FIG. 4 is a view showing a crystal growth process of a cerium rare earth iron garnet single crystal by a floating zone method.

FIG. 5 is a principle diagram of a conventional magnetic field sensor.

[Explanation of symbols]

 DESCRIPTION OF SYMBOLS 1 Magneto-optical element 2 Magnetization (spin) 3 Raw material rod 4 Seed crystal 5 Liquid phase P Polarizer A Analyzer D Detector

Claims (3)

[Claims] 1. A cerium rare earth iron garnet crystal, wherein the composition ratio is Ce _3-x Dy _x Fe ₅ O ₁₂ (where 0 <x <3). 2. A Ce _3-x by a floating zone method in which a liquid phase is formed between a seed crystal and a raw material rod, and the raw material rod is dissolved in the liquid phase and deposited as a single crystal on the seed crystal.

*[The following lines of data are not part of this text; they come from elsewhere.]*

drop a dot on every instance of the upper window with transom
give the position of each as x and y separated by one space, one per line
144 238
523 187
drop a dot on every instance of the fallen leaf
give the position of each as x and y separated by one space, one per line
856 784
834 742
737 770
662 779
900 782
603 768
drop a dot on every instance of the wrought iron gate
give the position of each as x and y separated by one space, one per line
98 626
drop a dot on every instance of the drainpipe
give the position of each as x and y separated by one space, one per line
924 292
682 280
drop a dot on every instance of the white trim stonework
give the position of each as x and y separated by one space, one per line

In the method for producing a single crystal of Dy _x Fe ₅ O ₁₂ , the composition ratio of Ce: Dy: Fe in the liquid phase is Ce = 0 to 10 Dy = 0 to 50 Fe = 50 to 85 Method for producing cerium rare earth iron garnet single crystal. 3. A device comprising a polarizer, a magneto-optical element, an analyzer, and a detector, wherein a polarization plane is rotated by a Faraday effect according to the magnitude of a magnetic field Ha in a light propagation direction on the magneto-optical element. In the magnetic field sensor configured to detect the amount of light, the magneto-optical element may have a composition ratio of Ce _3-x Dy _x Fe ₅ O ₁₂
(0 <x <3) using a cerium rare earth iron garnet single crystal and a magnetic field Hb perpendicular to the light propagation direction.
A magnetic field sensor characterized in that is added in advance.